Today’s Planetes episode was about how rich people are terrible and should probably be killed.
Well, there was a little more to it than that, but not much. This was one more classic office storyline, the episode where the head office’s son visits the branch and everyone has to kowtow and dance for him because nepotism is awesome. It’s a standard plot shell that was executed in a pretty routine manner – we learned that Hachi and the Control employee Claire were once an item, and Tanabe’s ultimate defense of the debris unit earned her some clearly plotted respect from Hachi, but in the end, this is the kind of episode you could see in basically any episodic drama or sitcom.
The rich kid in question this time was Colin Clifford, the second son of the chairman of INTO. As we learn at the beginning of the episode, the debris division is actually in the red, but it’s not really their fault. Debris is assigned a monetary value through a central point system, and so a debris division’s success or failure generally rides on the type of debris it’s being assigned. Our heroes haven’t been getting great debris, and so in order to balance the books, Seven’s higher-ups decide to do a favor for INTO’s head. It’s the classic off-the-table wheeling and dealing you expect in a creaking corporate infrastructure.
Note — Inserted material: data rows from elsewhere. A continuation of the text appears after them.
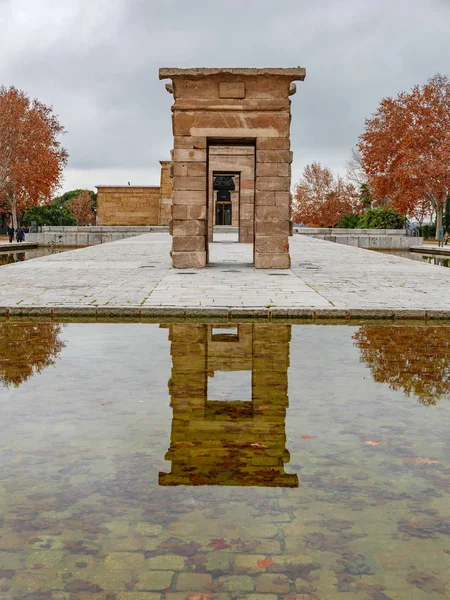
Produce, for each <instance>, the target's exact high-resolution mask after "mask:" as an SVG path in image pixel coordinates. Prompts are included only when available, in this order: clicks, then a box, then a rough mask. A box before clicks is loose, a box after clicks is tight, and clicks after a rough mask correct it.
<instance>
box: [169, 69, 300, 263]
mask: <svg viewBox="0 0 450 600" xmlns="http://www.w3.org/2000/svg"><path fill="white" fill-rule="evenodd" d="M305 75H306V71H305V69H303V68H300V67H297V68H293V69H274V68H265V69H240V68H236V69H234V68H231V69H171V68H162V69H160V71H159V78H160V79H171V81H172V83H169V84H167V85H166V89H167V90H168V91H169V92H170V93H171V94H173V96H174V104H173V106H172V112H173V117H172V123H173V135H174V148H173V152H172V175H173V214H172V227H171V232H172V236H173V237H172V264H173V266H174V267H177V268H190V269H192V268H202V267H205V266H206V264H207V263H208V248H209V246H208V244H209V242H210V241H212V231H213V227H214V225H216V224H217V225H229V224H230V225H231V224H233V225H237V226H238V227H239V241H241V242H244V243H245V242H249V243H253V254H254V265H255V267H256V268H261V269H266V268H289V267H290V257H289V223H290V185H291V162H292V152H291V151H290V122H291V101H290V98H289V96H291V95H292V94H294V93H295V91H296V87H295V84H294V83H293V81H303V80H304V79H305ZM218 178H219V180H218ZM227 178H228V181H229V180H230V179H231V180H232V183H233V185H229V188H230V189H228V190H227V189H225V188H226V186H225V187H224V185H223V184H224V182H226V181H227ZM218 181H219V183H218ZM221 182H222V183H221ZM227 185H228V184H227ZM233 187H234V189H232V188H233Z"/></svg>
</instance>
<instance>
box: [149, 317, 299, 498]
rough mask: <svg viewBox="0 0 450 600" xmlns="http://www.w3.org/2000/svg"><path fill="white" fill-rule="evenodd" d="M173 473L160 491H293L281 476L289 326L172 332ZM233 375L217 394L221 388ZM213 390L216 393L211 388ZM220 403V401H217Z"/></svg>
mask: <svg viewBox="0 0 450 600" xmlns="http://www.w3.org/2000/svg"><path fill="white" fill-rule="evenodd" d="M168 328H169V339H170V342H171V355H172V377H171V379H170V382H169V392H170V396H171V407H172V410H173V417H172V434H171V444H170V448H169V450H168V452H167V454H166V456H165V458H166V460H168V461H171V471H170V473H159V484H160V485H164V486H171V485H236V486H268V487H297V486H298V477H297V475H295V474H289V473H286V472H285V470H284V465H285V464H286V463H287V462H289V458H290V456H289V451H288V450H287V449H286V432H285V420H286V409H287V407H288V403H289V401H288V394H287V389H288V373H287V371H288V367H289V343H290V339H291V326H290V325H265V324H253V323H252V324H240V325H235V326H231V325H225V326H223V325H222V326H217V327H216V326H213V325H207V324H192V325H191V324H173V325H169V326H168ZM233 373H234V374H235V375H238V376H239V377H238V379H237V381H238V383H237V385H236V386H235V388H234V389H235V390H236V391H238V392H239V393H242V394H243V395H244V393H245V385H243V383H244V382H245V380H246V376H247V380H248V382H249V385H248V388H249V389H248V396H249V397H248V398H244V397H243V398H239V397H236V395H238V394H236V392H235V394H234V396H235V397H230V396H232V393H231V392H230V390H233V385H232V382H231V385H228V384H227V386H226V389H224V390H223V391H222V392H218V391H217V388H218V383H219V382H220V381H221V379H222V380H223V381H231V380H229V376H230V375H231V374H233ZM213 384H215V385H213ZM222 397H223V398H225V399H223V400H222V399H220V398H222Z"/></svg>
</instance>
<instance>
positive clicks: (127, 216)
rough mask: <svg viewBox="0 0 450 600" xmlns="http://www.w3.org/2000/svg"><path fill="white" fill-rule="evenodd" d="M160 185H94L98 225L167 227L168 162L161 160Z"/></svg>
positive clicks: (168, 208) (163, 160)
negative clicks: (138, 185) (160, 226)
mask: <svg viewBox="0 0 450 600" xmlns="http://www.w3.org/2000/svg"><path fill="white" fill-rule="evenodd" d="M160 164H161V180H160V185H159V186H134V185H133V186H131V185H122V186H117V185H97V186H96V187H97V190H98V195H97V223H96V224H97V225H124V226H134V225H139V226H141V225H169V222H170V221H171V219H172V178H171V176H170V161H167V160H162V161H160Z"/></svg>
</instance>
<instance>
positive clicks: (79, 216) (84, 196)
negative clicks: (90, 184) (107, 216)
mask: <svg viewBox="0 0 450 600" xmlns="http://www.w3.org/2000/svg"><path fill="white" fill-rule="evenodd" d="M66 206H67V208H68V209H69V210H70V212H71V213H72V214H73V216H74V217H75V219H76V220H77V224H78V225H92V224H93V223H95V213H94V210H93V200H92V194H91V193H90V192H89V190H82V191H81V192H80V194H78V196H77V197H76V198H73V199H72V200H69V202H67V204H66Z"/></svg>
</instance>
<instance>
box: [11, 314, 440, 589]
mask: <svg viewBox="0 0 450 600" xmlns="http://www.w3.org/2000/svg"><path fill="white" fill-rule="evenodd" d="M449 400H450V327H444V326H433V325H427V326H401V325H397V326H392V325H378V324H363V325H358V326H353V325H343V326H335V325H313V324H310V325H290V324H285V323H281V324H277V325H269V324H262V323H261V324H260V323H241V324H225V325H224V324H217V325H210V324H207V323H199V324H198V323H197V324H196V323H172V324H162V325H156V324H150V323H148V324H145V323H141V324H132V323H116V324H114V323H110V324H108V323H103V324H101V323H95V324H89V323H78V324H76V323H73V324H57V323H44V322H13V321H4V322H0V423H1V436H0V600H24V599H26V600H90V599H97V600H156V599H159V600H163V599H165V600H183V599H185V598H188V599H189V600H214V599H217V600H228V599H229V600H231V599H235V598H236V599H238V598H248V599H249V600H256V599H258V598H262V599H266V600H277V599H278V600H280V599H285V598H289V599H290V600H296V599H300V598H302V599H305V598H306V599H308V600H325V599H326V600H331V599H335V598H342V599H344V600H347V599H361V600H386V599H389V598H390V599H392V600H400V599H402V600H403V599H413V600H415V599H420V600H421V599H425V598H427V599H428V598H431V599H434V598H436V599H437V598H440V599H442V598H448V597H450V432H449V427H448V425H449V417H450V402H449Z"/></svg>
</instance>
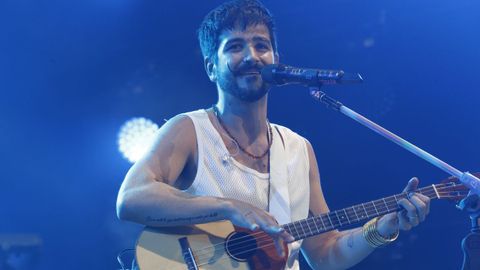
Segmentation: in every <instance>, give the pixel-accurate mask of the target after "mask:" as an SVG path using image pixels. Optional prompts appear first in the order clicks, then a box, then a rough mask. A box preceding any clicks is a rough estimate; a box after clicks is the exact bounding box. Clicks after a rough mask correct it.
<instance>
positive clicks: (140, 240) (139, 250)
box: [136, 221, 288, 270]
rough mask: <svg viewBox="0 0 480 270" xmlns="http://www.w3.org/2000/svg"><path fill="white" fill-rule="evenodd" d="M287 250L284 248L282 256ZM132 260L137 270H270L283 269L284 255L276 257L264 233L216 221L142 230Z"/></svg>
mask: <svg viewBox="0 0 480 270" xmlns="http://www.w3.org/2000/svg"><path fill="white" fill-rule="evenodd" d="M287 250H288V247H287V245H286V244H284V251H285V254H288V252H287ZM184 254H185V256H184ZM136 258H137V262H138V265H139V267H140V269H141V270H153V269H155V270H158V269H172V270H174V269H197V268H195V267H194V264H193V263H195V265H196V266H197V267H198V269H212V270H213V269H238V270H250V269H272V270H273V269H284V268H285V264H286V260H287V255H286V256H285V257H280V256H278V254H277V251H276V249H275V245H274V244H273V240H272V238H271V237H270V236H268V235H267V234H266V233H264V232H261V231H254V232H252V231H249V230H245V229H241V228H236V227H234V226H233V225H232V224H231V223H230V222H229V221H219V222H211V223H205V224H197V225H192V226H176V227H159V228H152V227H146V228H145V230H144V231H143V232H142V234H141V235H140V237H139V239H138V241H137V246H136ZM191 259H193V261H194V262H193V261H191Z"/></svg>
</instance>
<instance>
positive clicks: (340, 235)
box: [117, 0, 430, 269]
mask: <svg viewBox="0 0 480 270" xmlns="http://www.w3.org/2000/svg"><path fill="white" fill-rule="evenodd" d="M199 40H200V46H201V48H202V53H203V55H204V63H205V70H206V72H207V75H208V77H209V78H210V80H211V81H212V82H214V83H215V84H216V86H217V91H218V102H217V104H215V105H214V106H213V107H212V108H209V109H207V110H199V111H195V112H190V113H186V114H181V115H178V116H176V117H174V118H173V119H171V120H169V121H168V122H167V123H166V124H165V125H163V126H162V128H161V129H160V130H159V132H158V135H157V138H156V142H155V143H154V145H153V147H152V149H151V150H150V151H149V152H148V153H147V154H146V155H145V157H144V158H143V159H141V160H140V161H138V162H137V163H136V164H134V165H133V167H132V168H131V170H130V171H129V172H128V174H127V176H126V178H125V180H124V182H123V184H122V187H121V189H120V192H119V195H118V201H117V213H118V216H119V218H120V219H124V220H130V221H133V222H137V223H140V224H144V225H147V226H179V225H190V224H196V223H207V222H211V221H218V220H224V219H225V220H230V221H231V222H232V223H233V224H234V225H236V226H239V227H243V228H248V229H250V230H256V229H260V230H263V231H265V232H266V233H268V234H270V235H271V236H272V237H273V238H274V239H275V243H276V246H277V249H278V252H279V253H281V252H282V249H281V243H282V241H286V242H288V243H291V244H290V245H289V247H290V253H289V257H288V263H287V265H286V268H287V269H298V259H297V257H298V250H299V247H300V245H301V250H302V252H303V253H304V255H305V257H306V258H307V260H308V262H309V264H310V266H311V267H312V268H314V269H345V268H348V267H351V266H353V265H355V264H356V263H358V262H360V261H361V260H362V259H364V258H365V257H366V256H367V255H368V254H370V253H371V252H372V251H373V250H374V249H375V247H379V246H382V245H385V244H387V243H388V242H390V241H393V240H394V239H395V238H396V236H398V231H399V230H410V229H411V228H412V227H414V226H417V225H418V224H419V222H422V221H423V220H424V219H425V216H426V215H427V214H428V212H429V204H430V202H429V199H428V197H425V196H423V195H421V194H418V193H414V190H415V189H416V188H417V186H418V180H417V179H415V178H413V179H412V180H410V181H409V183H408V185H407V187H406V189H405V191H406V192H409V196H408V197H407V198H406V199H402V200H400V201H399V204H400V205H401V206H402V207H403V209H404V210H402V211H400V212H398V213H392V214H387V215H385V216H383V217H381V218H380V219H378V220H373V221H372V222H369V223H368V224H367V225H368V226H366V227H365V226H364V228H356V229H351V230H348V231H337V230H335V231H330V232H328V233H324V234H321V235H319V236H316V237H312V238H308V239H305V240H303V242H302V241H297V242H294V243H292V242H293V241H294V239H293V238H292V236H291V235H289V234H288V232H287V231H286V230H283V229H282V228H281V227H280V226H279V225H278V223H277V220H278V219H281V221H280V223H284V222H285V221H296V220H300V219H303V218H306V217H307V216H308V214H309V213H310V214H312V215H319V214H321V213H326V212H328V211H329V209H328V207H327V204H326V202H325V199H324V196H323V193H322V190H321V186H320V176H319V172H318V167H317V161H316V158H315V154H314V151H313V149H312V146H311V145H310V143H309V142H308V141H307V140H305V139H304V138H302V137H300V136H299V135H298V134H296V133H294V132H292V131H290V130H289V129H287V128H285V127H281V126H279V125H273V124H270V123H269V122H268V120H267V97H268V89H269V86H268V85H267V84H265V83H264V82H263V81H262V78H261V76H260V73H259V71H260V70H261V68H262V67H263V66H266V65H269V64H274V63H278V60H279V59H278V58H279V57H278V53H277V44H276V38H275V28H274V22H273V19H272V17H271V15H270V13H269V11H268V10H267V9H266V8H265V7H264V6H263V5H262V4H261V3H259V2H258V1H255V0H237V1H231V2H228V3H225V4H223V5H221V6H219V7H217V8H216V9H214V10H212V11H211V12H210V13H209V14H208V15H207V16H206V17H205V19H204V21H203V23H202V24H201V26H200V29H199ZM279 179H280V180H279ZM282 179H283V180H282ZM279 181H280V182H279ZM282 181H283V182H282ZM282 187H284V188H286V191H285V189H283V193H282ZM282 202H283V203H284V204H282ZM285 202H286V205H285ZM279 209H280V210H279ZM269 210H270V213H269V212H268V211H269Z"/></svg>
Colin is a deeply obnoxious presence here, an intentional caricature that still feels pretty much on-point for an extremely rich second son. It’s easy to assume that Colin’s older brother is likely considered the actual heir of the family, and thus Colin himself is allowed to dick around with his endless wealth as long as he doesn’t make too much of a mess of things. Colin sneers his way around, making fools of Planetes’ heroes and generally acting like the piece of class trash that he is, while Hachi moves from “I’ve lost my temper” to “I will kill this pasty toad.” His conversations with Claire are as on-the-nose as everything else about this episode – she may hate this spittlekid just as much as Hachi, but she’s willing to suffer this task to move to a career position where her actions are valued appropriately. Claire fits nicely alongside Hachi’s pilot friend in the ranks of people who’ve actually gained some stability and pride in their careers, and thus seemingly left him behind.
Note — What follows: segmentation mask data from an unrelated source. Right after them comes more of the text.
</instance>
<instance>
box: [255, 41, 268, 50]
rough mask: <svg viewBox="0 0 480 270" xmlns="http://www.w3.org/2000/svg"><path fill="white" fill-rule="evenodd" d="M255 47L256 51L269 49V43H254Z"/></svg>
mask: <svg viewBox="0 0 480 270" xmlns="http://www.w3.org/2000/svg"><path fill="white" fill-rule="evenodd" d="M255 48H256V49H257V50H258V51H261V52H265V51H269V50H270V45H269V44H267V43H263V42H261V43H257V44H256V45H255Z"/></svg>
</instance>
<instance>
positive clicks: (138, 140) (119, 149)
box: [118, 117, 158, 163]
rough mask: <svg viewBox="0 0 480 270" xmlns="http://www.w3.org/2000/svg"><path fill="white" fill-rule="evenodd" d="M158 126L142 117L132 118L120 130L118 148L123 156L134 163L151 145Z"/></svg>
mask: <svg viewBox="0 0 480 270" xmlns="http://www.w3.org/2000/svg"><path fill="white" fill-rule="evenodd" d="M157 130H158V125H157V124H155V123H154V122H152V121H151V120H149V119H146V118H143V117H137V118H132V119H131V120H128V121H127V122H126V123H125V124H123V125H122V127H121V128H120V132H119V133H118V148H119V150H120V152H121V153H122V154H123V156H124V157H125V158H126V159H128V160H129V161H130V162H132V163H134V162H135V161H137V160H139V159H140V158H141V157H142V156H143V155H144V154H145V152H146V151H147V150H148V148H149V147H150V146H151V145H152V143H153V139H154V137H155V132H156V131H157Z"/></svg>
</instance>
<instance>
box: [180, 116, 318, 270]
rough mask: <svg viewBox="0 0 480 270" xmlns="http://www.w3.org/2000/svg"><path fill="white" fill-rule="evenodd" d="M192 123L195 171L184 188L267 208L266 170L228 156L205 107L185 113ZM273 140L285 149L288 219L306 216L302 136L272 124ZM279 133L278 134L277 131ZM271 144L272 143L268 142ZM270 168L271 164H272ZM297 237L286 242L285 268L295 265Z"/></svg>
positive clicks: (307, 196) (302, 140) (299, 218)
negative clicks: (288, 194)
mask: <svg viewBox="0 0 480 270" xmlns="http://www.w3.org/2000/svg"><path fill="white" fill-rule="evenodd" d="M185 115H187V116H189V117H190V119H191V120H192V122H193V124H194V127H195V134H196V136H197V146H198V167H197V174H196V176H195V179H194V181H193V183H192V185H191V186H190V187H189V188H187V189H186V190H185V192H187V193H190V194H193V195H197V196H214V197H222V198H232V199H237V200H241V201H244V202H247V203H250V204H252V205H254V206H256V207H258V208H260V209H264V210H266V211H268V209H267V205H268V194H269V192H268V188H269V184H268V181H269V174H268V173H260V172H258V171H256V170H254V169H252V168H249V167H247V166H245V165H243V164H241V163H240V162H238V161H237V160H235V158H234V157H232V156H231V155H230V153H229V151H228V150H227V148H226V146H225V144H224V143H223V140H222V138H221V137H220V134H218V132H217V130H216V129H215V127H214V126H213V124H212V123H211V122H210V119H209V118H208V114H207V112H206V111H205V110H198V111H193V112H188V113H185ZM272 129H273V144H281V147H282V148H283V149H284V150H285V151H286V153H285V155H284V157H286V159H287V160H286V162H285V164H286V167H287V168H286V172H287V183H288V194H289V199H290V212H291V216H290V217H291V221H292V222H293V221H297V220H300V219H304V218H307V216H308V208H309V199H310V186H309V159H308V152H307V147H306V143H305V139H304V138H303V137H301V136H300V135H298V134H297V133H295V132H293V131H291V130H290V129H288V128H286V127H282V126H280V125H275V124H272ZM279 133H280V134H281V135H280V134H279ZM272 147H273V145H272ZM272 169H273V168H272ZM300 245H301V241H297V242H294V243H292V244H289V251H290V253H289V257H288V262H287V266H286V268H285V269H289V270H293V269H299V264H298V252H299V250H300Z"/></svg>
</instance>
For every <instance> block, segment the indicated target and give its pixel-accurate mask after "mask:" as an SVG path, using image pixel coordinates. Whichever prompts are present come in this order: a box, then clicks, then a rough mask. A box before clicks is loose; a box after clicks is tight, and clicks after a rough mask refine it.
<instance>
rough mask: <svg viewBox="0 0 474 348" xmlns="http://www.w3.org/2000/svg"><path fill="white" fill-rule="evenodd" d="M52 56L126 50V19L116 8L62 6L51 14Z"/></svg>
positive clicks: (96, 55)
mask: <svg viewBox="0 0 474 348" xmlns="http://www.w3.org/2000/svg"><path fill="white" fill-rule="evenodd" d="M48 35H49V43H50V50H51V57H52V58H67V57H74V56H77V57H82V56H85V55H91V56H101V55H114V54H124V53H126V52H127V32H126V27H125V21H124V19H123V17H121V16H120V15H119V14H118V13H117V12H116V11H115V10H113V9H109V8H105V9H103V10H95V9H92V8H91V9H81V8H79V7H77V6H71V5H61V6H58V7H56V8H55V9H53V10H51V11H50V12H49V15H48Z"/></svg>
In the end, we learn that Colin’s reason for going on this trip was that he needed to recover a camera left drifting by a recent space joyride. Helping him cover up this blunder is of course anathema to the debris team – Colin has, through his negligence, contributed to the immediate threat the debris crew are employed to fight. Fee rationalizes their complicity by framing it as one more job – regardless of how the debris got there, it is their duty to recover it. But when lubetube Colin starts outright bragging about causing a dangerous felony and getting away with it, both Hachi and Tanabe have finally had enough.
There’s frankly not that much to dig into in an episode like this. It’s an easy template executed without much panache – Colin is a one-note villain (as these kids often are, to be fair), the only real plot movement here is “Tanabe gains a bit more of Hachi’s respect,” and everything resolves without changing the show’s fundamental variables in any way. Wholly episodic conflicts like this ride on the grace of the telling and the small, distinctive details, and this episode had little of either – the beats are obvious, thematic reflections just echoes of prior episodes, and execution pretty standard. Planetes is a show with generally strong worldbuilding and character animation, and that was all true here, but those strengths didn’t have all that much to do with themselves.
One element of this show that is beginning to bug me a little is what clowns both of the bosses are. Like, actual clowns – their only roles in this show seem to be to make silly faces and have meaningless B-plot stories that resolve in anticlimax. They’re not real people, and their farcical narratives only seem to detract from the show’s generally grounded tone, so it always kinda feels like a deflation of the show’s tension when the camera jumps to them. Perhaps the show will find a better use for them eventually, but right now they’re mainly just a source of mild annoyance.
So yeah, not a great episode. Can’t win ’em all! At least I got to see a rich jerk get punched in the face.